A multi-panel image showing experimental setup and results of B-T cell coculture. Panel A: A flowchart illustrates naïve B-cell stimulation with interleukin-4 and 40LB cells, formation of iGCB cells, ovalbumin peptide 323–339 loading, co-culture with CellTrace Violet-labeled OT-II cluster of differentiation 4-positive T cells, and proliferation analysis using fluorescence-activated cell sorting. Panel B: Upper flow-cytometry plots show OT-II cluster of differentiation 4-positive T-cell proliferation under different blocking-antibody conditions, while lower bar graphs summarize proliferation percentages and statistical significance between experimental groups. Panel C: A graphical abstract depicts eukaryotic translation initiation factor 3 subunit E deficiency in B cells increasing cluster of differentiation 80 expression, promoting feedforward T-cell and B-cell interactions, aberrant lymphocyte activation, proliferation, and malignant transformation.

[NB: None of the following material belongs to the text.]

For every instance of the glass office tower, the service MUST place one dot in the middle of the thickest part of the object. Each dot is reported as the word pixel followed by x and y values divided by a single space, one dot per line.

CD80 upregulation by Eif3e-deficient B cells drives antigen-dependent CD4 + T cell activation. (A) Experimental outline for B–T cell coculture. Naïve OT-II CD4+ T cells labeled with CellTrace Violet were cocultured with OVA peptide 323–339–loaded iGCBs for 2.5 days. Proliferation of OT-II CD4+ T cells was measured by flow cytometry. (B) Upper panels: Representative FACS plots showing proliferation of OT-II CD4+ T cells cocultured with cKO or control iGCBs under indicated conditions. Below: Bar graphs summarizing proliferation of CD4+ T cells. Statistical analysis was performed using paired two-tailed Student’s t test. ns, not significant, P > 0.05; *P < 0.05; **P < 0.01; ****P < 0.0001. Three independent experiments (B) were performed. (C) Graphical abstract. Eif3e deficiency in B cells leads to elevated expression of CD80, a feedforward loop of T–B interaction, and aberrant activation and proliferation of B and CD4+ T cells, which culminate in malignant transformation of eIF3e-sufficient B or T cells.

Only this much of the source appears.